Robots.txt

charlie_gab · April 20, 2010, 11:51am

What is robots.txt and how does it work?

kulonuwun · April 20, 2010, 2:15pm

i use robot.txt in order to tell the search engine crawler what pages should they crawl and what page is forbidden to crawl. but there is many more information that you can search on google.com

force · April 20, 2010, 9:42pm

Note that not all search engines obey the robots.txt file(s). Don’t count on it as being a security measure, as the more questionable search engines will ignore it.

laburke · April 20, 2010, 11:43pm

It generally takes the form:

User-agent: *
Disallow: /page-or-folder-you-dont-want-indexed.html

(The * means you’re directing the command to all search engines.)

Alex_Brooks · April 21, 2010, 12:39am

But of course, using robots.txt to ‘hide’ files from search engines, it still means that other people can find the files your trying to hide, which obviously is not a good thing. There are a number of ways around this of course, but you should never think robots.txt can be used for anything related to security, it’s purely there to tell search engines what to crawl and what not to.

AlexDawson · April 21, 2010, 6:40am

Not to sound snarky or rude here but I don’t know why people bother asking these kind of stupid questions… unless Charlie is that incapable of browsing the Internet that going to Google and typing “robots.txt” is too much? Because the first result for that is the robots specification (explaining everything he needs to know) and the second is the Wikipedia article which gives an almost complete guide in terms any dummy can understand. Did it really require a post in a forum? No.

seriocomic · April 21, 2010, 10:20am

Let me Google that for you…

hooperman · April 21, 2010, 11:09am

Yes you do. Yet despite the poster’s obvious motivation, their post remains.

system · April 21, 2010, 11:21am

lets say I have http://www.mysite.com/cute.html

User-agent: *
Allow: /cute.html

is it acceptable?

AlexDawson · April 21, 2010, 11:37am

bakers, the point of robots.txt is to disallow what you don’t want indexed, everything is set to allow unless otherwise specified, so what you posted is unnecessary.

PS: hooperman, well it does get tiring watching the same “lazy” questions reappear.

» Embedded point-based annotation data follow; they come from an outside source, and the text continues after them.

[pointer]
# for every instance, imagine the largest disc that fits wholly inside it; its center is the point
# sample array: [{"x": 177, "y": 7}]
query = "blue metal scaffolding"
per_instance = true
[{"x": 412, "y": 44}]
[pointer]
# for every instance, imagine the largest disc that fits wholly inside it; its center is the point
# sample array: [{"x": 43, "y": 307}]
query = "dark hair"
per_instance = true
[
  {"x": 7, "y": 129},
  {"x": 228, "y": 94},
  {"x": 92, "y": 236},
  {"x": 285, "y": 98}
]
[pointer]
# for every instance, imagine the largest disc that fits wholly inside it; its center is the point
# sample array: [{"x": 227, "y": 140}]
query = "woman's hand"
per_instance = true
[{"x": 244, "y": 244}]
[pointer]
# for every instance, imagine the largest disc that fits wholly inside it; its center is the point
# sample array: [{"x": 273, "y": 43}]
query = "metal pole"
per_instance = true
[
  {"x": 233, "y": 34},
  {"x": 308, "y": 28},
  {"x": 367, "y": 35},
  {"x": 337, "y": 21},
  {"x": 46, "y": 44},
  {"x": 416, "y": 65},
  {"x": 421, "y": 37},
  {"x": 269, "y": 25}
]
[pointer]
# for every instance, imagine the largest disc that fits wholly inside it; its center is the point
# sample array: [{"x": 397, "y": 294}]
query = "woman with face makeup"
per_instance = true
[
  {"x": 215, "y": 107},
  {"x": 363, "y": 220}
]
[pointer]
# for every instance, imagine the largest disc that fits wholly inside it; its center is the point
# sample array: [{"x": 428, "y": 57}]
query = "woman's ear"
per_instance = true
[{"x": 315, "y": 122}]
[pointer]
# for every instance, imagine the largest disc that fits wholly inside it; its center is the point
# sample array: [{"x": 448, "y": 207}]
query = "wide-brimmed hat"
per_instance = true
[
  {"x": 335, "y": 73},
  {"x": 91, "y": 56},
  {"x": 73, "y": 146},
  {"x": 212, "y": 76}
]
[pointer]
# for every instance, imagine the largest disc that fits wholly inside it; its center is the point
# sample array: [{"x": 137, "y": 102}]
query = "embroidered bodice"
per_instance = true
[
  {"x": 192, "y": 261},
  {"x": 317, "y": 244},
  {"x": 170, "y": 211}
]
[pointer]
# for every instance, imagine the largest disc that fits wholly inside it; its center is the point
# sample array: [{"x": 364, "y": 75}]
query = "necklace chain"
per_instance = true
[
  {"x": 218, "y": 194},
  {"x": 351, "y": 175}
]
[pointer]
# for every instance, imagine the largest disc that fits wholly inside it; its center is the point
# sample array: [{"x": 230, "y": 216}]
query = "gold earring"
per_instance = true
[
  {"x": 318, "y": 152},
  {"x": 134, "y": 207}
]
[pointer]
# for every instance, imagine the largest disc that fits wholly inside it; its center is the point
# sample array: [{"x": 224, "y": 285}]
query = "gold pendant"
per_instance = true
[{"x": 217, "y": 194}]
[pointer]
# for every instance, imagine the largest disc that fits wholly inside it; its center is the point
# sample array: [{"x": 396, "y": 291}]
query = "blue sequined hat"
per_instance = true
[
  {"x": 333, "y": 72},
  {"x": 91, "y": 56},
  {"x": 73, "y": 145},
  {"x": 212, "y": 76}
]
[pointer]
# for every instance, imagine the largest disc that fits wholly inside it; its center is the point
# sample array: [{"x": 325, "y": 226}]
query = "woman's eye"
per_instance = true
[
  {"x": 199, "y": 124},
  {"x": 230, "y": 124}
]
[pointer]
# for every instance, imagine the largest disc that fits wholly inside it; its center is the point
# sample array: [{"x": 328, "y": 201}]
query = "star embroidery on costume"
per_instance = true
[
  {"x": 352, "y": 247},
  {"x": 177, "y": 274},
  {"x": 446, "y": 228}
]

hooperman · April 21, 2010, 12:34pm

I agree. If only there was some way to get rid of sig link fluff…

shivani2 · April 21, 2010, 1:29pm

Robots.txt file tells the search engines which pages or which folder you do not want to crawl by the search engine and also suggest which pages you want to crawl by the search engines.

seriocomic · April 22, 2010, 2:04am

There is - click the little alert icon under the post…

ralphm · April 22, 2010, 2:22am

Regarding robots.txt… I’ve read that it is good practice to have a robots.txt file in your root folder even it it’s blank, supposedly because robots search for one and like to see it there. Does anyone have any views on that?

system · April 22, 2010, 5:25am

robot.txt is the notepad file. With the help of this is we can stop search engines crawlers by crawling in our web page or any specific area of our page.

hooperman · April 22, 2010, 7:26am

To be honest, I can’t be bothered anymore…

montananz · April 22, 2010, 8:28am

Robots.txt file is also called the robots exclusion file. It is primarily used to tell spiders which pages you don’t want them to index.